That message was, indeed, accurately portrayed. And I suppose the Bible verse in Amos 3:7, which reads, “Surely the Lord God will do nothing, but he revealed his secret unto his servants the prophets,” was surely accurate.

Seeing this movie did not cause me to want to storm Hollywood and sacrifice the director, Darren Aronofsky, on the altar of blasphemy. I have heard some claim that he is an atheist. I don’t care, because I believe a person should be free to worship or not; how and to whom they will.

I understand some are so offended by this movie that they are calling for its boycott.

For me, this movie was a reminder of many sacred truths. For example: supernal help is readily available for anyone who sincerely asks our Heavenly Father. It reminded me that our Heavenly Father is no absentee creator. It emphasized the power of pondering and prayer. It clearly demonstrated that when we have promptings and impressions of the Holy Spirit, we should act upon those promptings without hesitation, because it could literally mean the difference between life and death.

“Noah” reminded me of the importance of families, as he sought guidance from his Heavenly Father. It reiterated my belief that a father and a mother together are central to and fill vital, different roles in the lives of their children and uniquely shape their development. A mother and father are not optional accessories!

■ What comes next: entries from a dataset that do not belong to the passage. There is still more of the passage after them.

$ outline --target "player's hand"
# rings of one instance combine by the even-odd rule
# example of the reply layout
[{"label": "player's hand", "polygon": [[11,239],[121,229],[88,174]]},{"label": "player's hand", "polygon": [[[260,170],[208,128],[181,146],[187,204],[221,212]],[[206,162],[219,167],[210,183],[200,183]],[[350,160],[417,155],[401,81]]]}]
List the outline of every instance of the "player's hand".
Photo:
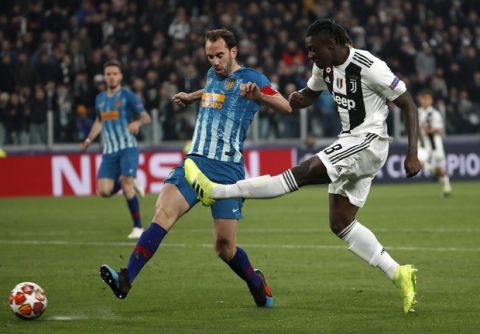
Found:
[{"label": "player's hand", "polygon": [[290,93],[290,96],[288,96],[288,103],[290,103],[290,107],[293,109],[303,108],[305,104],[303,94],[298,91]]},{"label": "player's hand", "polygon": [[173,95],[172,102],[183,108],[192,103],[192,98],[189,93],[179,92]]},{"label": "player's hand", "polygon": [[131,134],[138,135],[138,133],[140,132],[140,122],[134,121],[128,124],[128,131]]},{"label": "player's hand", "polygon": [[416,154],[408,154],[405,158],[404,162],[405,173],[407,177],[412,177],[418,174],[422,169],[422,165],[418,160],[418,156]]},{"label": "player's hand", "polygon": [[240,95],[249,100],[258,100],[262,92],[256,83],[247,82],[240,84]]},{"label": "player's hand", "polygon": [[92,141],[90,140],[90,138],[85,138],[85,140],[80,143],[80,147],[82,148],[83,151],[85,151],[90,146],[91,143]]}]

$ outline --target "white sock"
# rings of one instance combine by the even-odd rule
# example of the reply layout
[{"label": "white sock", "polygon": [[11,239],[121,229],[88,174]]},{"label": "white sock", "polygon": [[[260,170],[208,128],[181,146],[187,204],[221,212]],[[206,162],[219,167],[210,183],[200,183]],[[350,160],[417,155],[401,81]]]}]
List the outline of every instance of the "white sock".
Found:
[{"label": "white sock", "polygon": [[354,220],[338,234],[338,237],[348,243],[350,251],[367,261],[372,267],[380,268],[390,279],[393,279],[399,264],[378,242],[372,231]]},{"label": "white sock", "polygon": [[450,192],[452,190],[452,187],[450,186],[450,178],[448,177],[448,175],[440,176],[438,180],[443,185],[443,191]]},{"label": "white sock", "polygon": [[277,175],[263,175],[241,180],[235,184],[217,184],[212,192],[212,198],[274,198],[298,190],[298,185],[292,172]]}]

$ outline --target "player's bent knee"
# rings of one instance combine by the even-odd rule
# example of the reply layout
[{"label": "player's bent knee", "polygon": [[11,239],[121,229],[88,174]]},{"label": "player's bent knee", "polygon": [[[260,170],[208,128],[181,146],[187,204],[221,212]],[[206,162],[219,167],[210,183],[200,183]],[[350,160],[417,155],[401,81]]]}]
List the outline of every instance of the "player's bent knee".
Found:
[{"label": "player's bent knee", "polygon": [[99,189],[98,195],[104,198],[108,198],[111,197],[113,194],[111,189]]},{"label": "player's bent knee", "polygon": [[330,230],[338,235],[355,219],[349,214],[341,212],[330,212]]},{"label": "player's bent knee", "polygon": [[330,231],[332,231],[335,235],[338,235],[342,231],[342,228],[339,227],[337,222],[330,219]]},{"label": "player's bent knee", "polygon": [[226,238],[215,240],[215,253],[224,261],[230,261],[235,255],[235,245]]}]

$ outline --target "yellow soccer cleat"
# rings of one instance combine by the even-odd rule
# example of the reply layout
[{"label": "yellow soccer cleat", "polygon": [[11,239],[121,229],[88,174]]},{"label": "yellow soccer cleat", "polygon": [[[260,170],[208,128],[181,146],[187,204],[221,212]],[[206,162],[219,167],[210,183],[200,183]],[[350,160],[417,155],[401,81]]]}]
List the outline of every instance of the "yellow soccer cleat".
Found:
[{"label": "yellow soccer cleat", "polygon": [[417,303],[415,299],[418,270],[411,264],[399,266],[393,275],[393,284],[400,288],[400,294],[403,298],[403,312],[415,312],[413,305]]},{"label": "yellow soccer cleat", "polygon": [[216,183],[210,181],[192,159],[185,160],[185,178],[195,190],[197,198],[203,205],[211,206],[215,203],[215,200],[210,196]]}]

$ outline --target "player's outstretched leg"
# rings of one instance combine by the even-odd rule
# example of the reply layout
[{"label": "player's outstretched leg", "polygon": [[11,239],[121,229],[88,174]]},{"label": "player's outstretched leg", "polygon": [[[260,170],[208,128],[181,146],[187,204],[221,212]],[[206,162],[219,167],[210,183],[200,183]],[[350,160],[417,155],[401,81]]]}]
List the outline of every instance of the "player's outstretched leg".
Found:
[{"label": "player's outstretched leg", "polygon": [[413,305],[417,303],[415,299],[417,288],[417,269],[411,265],[406,264],[399,266],[393,276],[393,283],[400,288],[400,294],[403,298],[403,312],[415,312]]},{"label": "player's outstretched leg", "polygon": [[104,264],[100,266],[100,276],[110,289],[112,289],[115,297],[119,299],[127,297],[128,291],[130,291],[131,288],[127,269],[122,268],[118,272]]},{"label": "player's outstretched leg", "polygon": [[198,199],[205,206],[211,206],[215,200],[210,198],[216,183],[210,181],[192,159],[185,160],[185,178],[195,189]]},{"label": "player's outstretched leg", "polygon": [[297,191],[299,188],[291,169],[273,177],[262,175],[240,180],[234,184],[214,183],[191,159],[185,160],[185,177],[206,206],[222,198],[275,198]]}]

This movie helped me to remember that having faith means we must be willing take that first step into the darkness and let the Lord worry about the rest of the journey. I was reminded that he requires our elbow grease coupled with our prayers. Simply asking of Him is not enough.

Yes, I left this movie not looking down in despair but looking up to the heavens, giving thanks for the blessings of life. And every time I see a rainbow in the sky, I am reminded of the importance of covenants.

This movie inspired me to re-read this wonderful journey of Noah. And any time a movie can do that, well, it can’t be all that bad.